GENEVA: The UN's top human rights body called on Friday for nations to protect the rights of individuals regardless of sexual orientation, in a vote that exposed global fault lines over gay rights.

The 47-nation Human Rights Council resolution expressed “grave concern at acts of violence and discrimination, in all regions of the world, committed against individuals because of their sexual orientation and gender identity”.

“All human beings are born free and equal in dignity and rights,” the council said, adding that tradition was no excuse for the violence and discrimination suffered by people worldwide due to their gender and sexual identity.

But the vote cleaved the 47-state council neatly between mostly Western states, and a group including Asian and African nations, many Muslim.

The 25-strong bloc in favour of the resolution included Western and Latin American nations, as well as South Africa, the Philippines and Vietnam.

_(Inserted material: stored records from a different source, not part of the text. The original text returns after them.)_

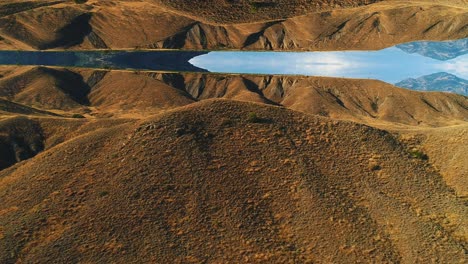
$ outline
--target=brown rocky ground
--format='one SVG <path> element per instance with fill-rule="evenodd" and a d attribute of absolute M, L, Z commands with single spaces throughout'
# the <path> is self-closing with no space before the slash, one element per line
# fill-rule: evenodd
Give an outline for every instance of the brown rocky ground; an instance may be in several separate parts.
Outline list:
<path fill-rule="evenodd" d="M 468 36 L 464 0 L 373 2 L 13 1 L 0 49 L 380 49 Z"/>
<path fill-rule="evenodd" d="M 463 199 L 382 130 L 220 99 L 30 120 L 64 138 L 0 172 L 2 263 L 466 260 Z"/>

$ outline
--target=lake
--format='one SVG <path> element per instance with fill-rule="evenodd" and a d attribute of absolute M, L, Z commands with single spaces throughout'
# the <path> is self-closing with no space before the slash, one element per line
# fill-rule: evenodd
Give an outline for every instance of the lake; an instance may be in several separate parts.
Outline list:
<path fill-rule="evenodd" d="M 0 51 L 0 65 L 362 78 L 468 93 L 468 38 L 378 51 Z"/>

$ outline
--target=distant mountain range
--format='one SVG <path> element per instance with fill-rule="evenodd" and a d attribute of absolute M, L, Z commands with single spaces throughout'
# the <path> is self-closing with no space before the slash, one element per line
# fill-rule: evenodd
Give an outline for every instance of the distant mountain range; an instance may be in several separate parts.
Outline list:
<path fill-rule="evenodd" d="M 418 53 L 436 60 L 450 60 L 468 53 L 468 38 L 445 42 L 411 42 L 397 45 L 407 53 Z"/>
<path fill-rule="evenodd" d="M 419 78 L 409 78 L 396 86 L 420 91 L 452 92 L 468 95 L 468 81 L 455 75 L 439 72 Z"/>

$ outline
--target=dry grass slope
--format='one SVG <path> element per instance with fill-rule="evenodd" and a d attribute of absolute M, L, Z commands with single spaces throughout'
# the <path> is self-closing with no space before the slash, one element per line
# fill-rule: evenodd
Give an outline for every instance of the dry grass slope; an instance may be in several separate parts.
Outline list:
<path fill-rule="evenodd" d="M 381 0 L 156 0 L 177 12 L 224 24 L 285 19 L 311 12 L 356 7 L 379 1 Z"/>
<path fill-rule="evenodd" d="M 445 0 L 47 3 L 0 17 L 0 49 L 373 50 L 468 36 L 468 5 Z"/>
<path fill-rule="evenodd" d="M 43 67 L 4 67 L 4 74 L 0 97 L 65 115 L 145 117 L 196 101 L 225 98 L 282 105 L 382 128 L 450 126 L 465 123 L 468 116 L 465 96 L 410 91 L 374 80 Z"/>
<path fill-rule="evenodd" d="M 390 134 L 227 100 L 64 141 L 0 172 L 0 199 L 2 263 L 459 263 L 467 243 L 463 201 Z"/>

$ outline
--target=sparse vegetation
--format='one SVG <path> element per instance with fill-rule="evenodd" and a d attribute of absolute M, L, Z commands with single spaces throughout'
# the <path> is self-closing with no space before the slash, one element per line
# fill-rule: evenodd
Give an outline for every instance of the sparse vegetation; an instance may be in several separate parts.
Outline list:
<path fill-rule="evenodd" d="M 274 123 L 246 125 L 248 117 Z M 21 252 L 25 263 L 46 258 L 73 263 L 83 257 L 73 250 L 76 244 L 87 248 L 89 262 L 102 258 L 103 250 L 114 252 L 105 262 L 119 262 L 125 250 L 127 262 L 185 263 L 180 252 L 189 247 L 196 248 L 187 252 L 196 263 L 398 262 L 405 260 L 400 246 L 427 252 L 423 262 L 464 257 L 452 234 L 438 236 L 440 229 L 427 222 L 434 220 L 395 202 L 396 197 L 424 215 L 459 218 L 461 199 L 443 182 L 415 178 L 442 181 L 429 166 L 408 162 L 405 145 L 379 129 L 230 100 L 197 102 L 144 119 L 109 126 L 99 118 L 64 123 L 60 117 L 39 118 L 45 142 L 63 140 L 0 172 L 9 179 L 0 185 L 0 234 L 8 241 L 0 262 L 10 263 L 5 260 Z M 223 119 L 235 122 L 220 129 Z M 331 122 L 333 129 L 324 129 Z M 190 133 L 177 137 L 178 128 Z M 363 137 L 368 140 L 358 140 Z M 378 167 L 364 166 L 366 157 L 384 170 L 369 176 L 369 168 Z M 450 206 L 435 206 L 439 197 Z M 40 206 L 30 209 L 34 204 Z M 376 221 L 386 214 L 394 214 L 390 222 Z M 389 223 L 410 225 L 401 230 L 398 247 L 385 232 Z M 31 236 L 37 230 L 40 237 Z M 279 236 L 278 230 L 285 233 Z M 289 240 L 296 236 L 305 239 Z M 452 243 L 443 251 L 414 243 L 447 238 Z M 220 246 L 207 246 L 213 241 Z M 348 254 L 350 248 L 366 253 Z"/>
<path fill-rule="evenodd" d="M 377 104 L 377 102 L 375 101 L 372 101 L 371 102 L 371 108 L 374 112 L 377 112 L 379 110 L 379 105 Z"/>
<path fill-rule="evenodd" d="M 9 1 L 3 1 L 9 2 Z M 24 1 L 24 2 L 14 2 L 14 3 L 0 3 L 0 17 L 12 15 L 15 13 L 20 13 L 23 11 L 31 10 L 34 8 L 58 4 L 61 1 L 54 2 L 44 2 L 44 1 Z"/>
<path fill-rule="evenodd" d="M 261 123 L 262 119 L 257 116 L 256 113 L 249 113 L 247 116 L 247 122 L 249 123 Z"/>
<path fill-rule="evenodd" d="M 221 126 L 223 126 L 223 127 L 225 127 L 225 126 L 231 126 L 231 125 L 233 125 L 233 124 L 234 124 L 234 122 L 233 122 L 231 119 L 229 119 L 229 118 L 223 118 L 223 119 L 221 120 Z"/>
<path fill-rule="evenodd" d="M 71 117 L 72 118 L 85 118 L 85 116 L 81 114 L 73 114 Z"/>
<path fill-rule="evenodd" d="M 330 6 L 354 7 L 378 0 L 161 0 L 165 5 L 216 22 L 251 22 L 303 15 Z M 227 12 L 226 12 L 227 11 Z"/>
<path fill-rule="evenodd" d="M 91 33 L 79 48 L 138 50 L 168 42 L 208 50 L 262 49 L 262 43 L 302 49 L 315 42 L 347 48 L 353 37 L 398 41 L 402 24 L 393 18 L 413 25 L 431 14 L 415 3 L 408 13 L 399 11 L 403 3 L 317 11 L 374 1 L 115 1 L 93 10 L 78 6 L 87 0 L 35 10 L 52 1 L 21 1 L 0 4 L 0 16 L 9 14 L 2 18 L 8 41 L 1 44 L 63 43 L 84 32 L 83 25 Z M 97 20 L 79 19 L 75 30 L 82 12 Z M 288 20 L 305 13 L 310 16 Z M 438 21 L 418 23 L 433 25 L 427 35 L 439 38 L 437 31 L 451 30 Z M 452 32 L 463 29 L 464 23 L 452 24 Z M 63 27 L 73 29 L 68 37 L 51 40 Z M 424 36 L 400 32 L 406 40 Z M 466 151 L 450 149 L 466 142 L 466 129 L 440 129 L 466 121 L 464 97 L 434 93 L 421 103 L 414 92 L 371 80 L 14 68 L 1 70 L 0 80 L 0 169 L 10 167 L 0 170 L 0 263 L 457 263 L 466 257 L 466 195 L 454 193 L 443 175 L 443 167 L 464 171 L 463 164 L 444 162 L 447 156 L 464 161 Z M 327 87 L 339 96 L 326 94 Z M 395 136 L 407 133 L 401 127 L 440 129 L 451 143 L 405 144 Z M 429 159 L 422 150 L 430 163 L 420 161 Z"/>
<path fill-rule="evenodd" d="M 257 115 L 257 113 L 250 112 L 247 115 L 247 122 L 249 123 L 271 123 L 272 120 L 269 118 L 262 118 Z"/>
<path fill-rule="evenodd" d="M 258 12 L 258 7 L 254 3 L 250 3 L 250 13 L 257 13 Z"/>
<path fill-rule="evenodd" d="M 429 159 L 429 157 L 426 154 L 424 154 L 424 152 L 422 152 L 422 151 L 420 151 L 418 149 L 412 149 L 410 151 L 410 155 L 414 159 L 421 159 L 421 160 L 428 160 Z"/>

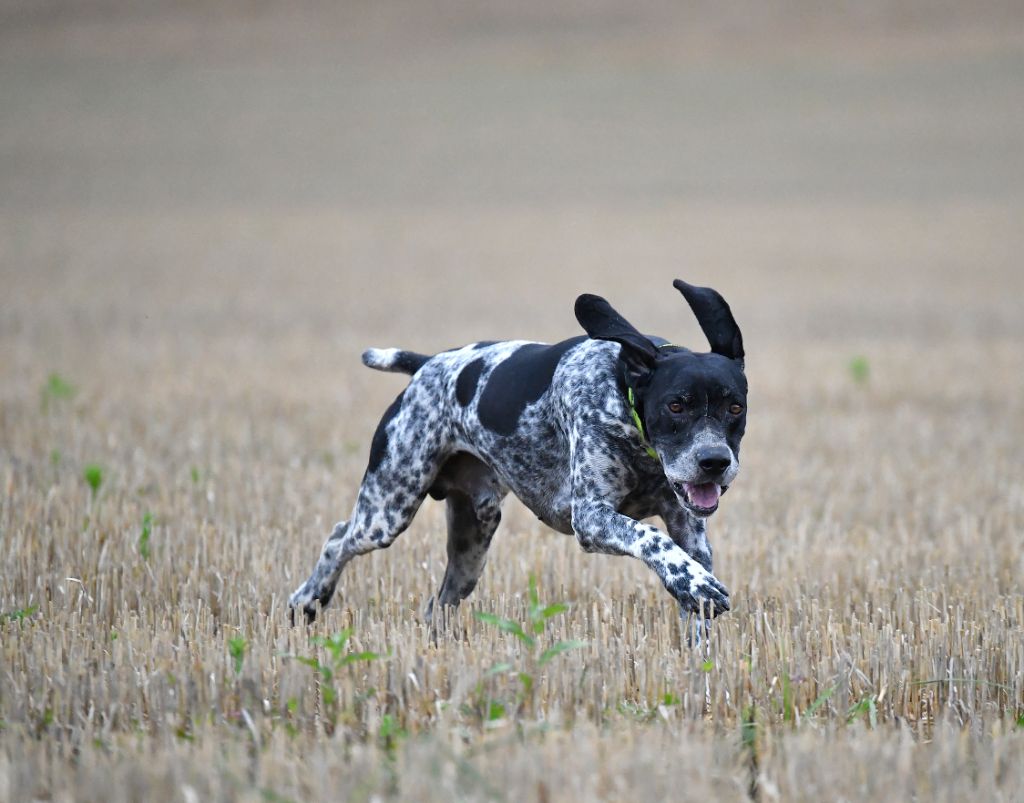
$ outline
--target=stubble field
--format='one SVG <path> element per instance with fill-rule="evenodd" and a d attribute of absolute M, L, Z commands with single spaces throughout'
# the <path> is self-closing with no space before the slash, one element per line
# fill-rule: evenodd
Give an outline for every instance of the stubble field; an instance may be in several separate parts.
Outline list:
<path fill-rule="evenodd" d="M 530 8 L 4 11 L 0 800 L 1020 800 L 1013 5 Z M 703 348 L 676 276 L 748 352 L 707 644 L 511 498 L 442 632 L 436 502 L 289 625 L 363 348 Z"/>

Fourteen nations opposed the resolution including Muslim countries Algeria, Indonesia, Morocco, Pakistan and Saudi Arabia, as well as Russia, and, from sub-Saharan Africa, Ivory Coast and Ethiopia.

Seven members including China and India abstained, while Benin's ambassador was absent.

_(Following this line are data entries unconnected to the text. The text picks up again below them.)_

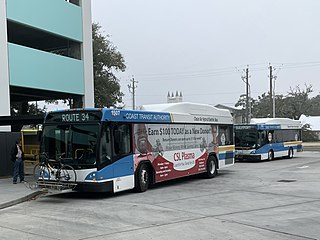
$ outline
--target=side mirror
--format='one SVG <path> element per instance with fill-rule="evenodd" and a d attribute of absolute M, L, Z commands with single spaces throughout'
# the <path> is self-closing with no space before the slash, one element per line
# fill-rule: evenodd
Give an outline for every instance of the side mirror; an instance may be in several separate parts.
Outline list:
<path fill-rule="evenodd" d="M 37 132 L 38 142 L 41 142 L 41 138 L 42 138 L 42 131 L 38 131 L 38 132 Z"/>

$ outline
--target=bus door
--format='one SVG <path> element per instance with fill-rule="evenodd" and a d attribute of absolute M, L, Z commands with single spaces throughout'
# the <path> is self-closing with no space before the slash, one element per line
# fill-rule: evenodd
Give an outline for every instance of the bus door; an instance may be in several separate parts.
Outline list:
<path fill-rule="evenodd" d="M 131 132 L 128 123 L 107 123 L 102 129 L 99 169 L 105 168 L 108 178 L 116 179 L 115 190 L 134 184 Z"/>

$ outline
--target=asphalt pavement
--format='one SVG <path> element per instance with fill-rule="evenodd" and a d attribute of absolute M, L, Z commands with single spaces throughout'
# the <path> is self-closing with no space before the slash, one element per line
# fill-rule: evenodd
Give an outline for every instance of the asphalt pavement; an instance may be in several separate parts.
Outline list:
<path fill-rule="evenodd" d="M 50 192 L 1 209 L 1 240 L 320 240 L 319 173 L 319 152 L 310 151 L 237 162 L 214 179 L 176 179 L 144 193 Z M 13 186 L 28 190 L 1 183 L 11 194 Z"/>
<path fill-rule="evenodd" d="M 304 143 L 304 151 L 320 151 L 320 143 Z M 25 201 L 33 200 L 47 194 L 44 189 L 33 188 L 33 177 L 27 175 L 26 182 L 13 184 L 12 178 L 0 178 L 0 209 L 4 209 Z M 30 188 L 31 187 L 31 188 Z"/>
<path fill-rule="evenodd" d="M 25 201 L 35 199 L 46 194 L 41 189 L 31 189 L 33 187 L 33 177 L 26 176 L 26 182 L 13 184 L 12 178 L 0 179 L 0 209 L 7 208 Z"/>

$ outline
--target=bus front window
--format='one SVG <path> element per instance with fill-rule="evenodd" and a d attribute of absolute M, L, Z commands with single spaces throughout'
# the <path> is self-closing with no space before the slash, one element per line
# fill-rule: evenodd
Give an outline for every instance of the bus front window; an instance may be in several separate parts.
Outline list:
<path fill-rule="evenodd" d="M 48 125 L 44 127 L 41 151 L 49 159 L 61 158 L 74 167 L 96 163 L 98 124 Z"/>
<path fill-rule="evenodd" d="M 238 130 L 235 132 L 237 147 L 257 148 L 258 133 L 255 130 Z"/>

Adversaries failed in multiple efforts to use procedural moves to strip the resolution of significance by removing all references to sexual orientation and gender identity.

They also tried to add language making it applicable only to countries who proactively declare support for sexual diversity and rights.

The resolution dismissed cultural specificity as a justification for states allowing anti-gay policies and violence.

“While the significance of national and regional particularities and various historical, cultural and religious backgrounds must be borne in mind, it is the duty of states, regardless of their political, economic and cultural systems, to promote and protect all human rights and fundamental freedoms,” it said.

The resolution also tasked the office of the UN High Commissioner for Human Rights with carrying out a new assessment of the state of violence and discrimination and how it can be battled.

“This resolution will offer hope for all those in the world who are victims of such violence or discrimination, and that is its goal,” said France's UN ambassador, Nicolas Niemtchinow.

South Africa offered its staunch support for the resolution, referring to its own history of enduring the apartheid regime.

“This history and the struggle against all forms of discrimination had therefore made us, as a people and a country, commuted to the principle that no person should be subjected to discrimination or violence based on race, class, sex, religion, gender and, as is the case with this resolution, on the basis of sexual orientation or gender identity,” said South Africa's ambassador, Abdul Samad Minty.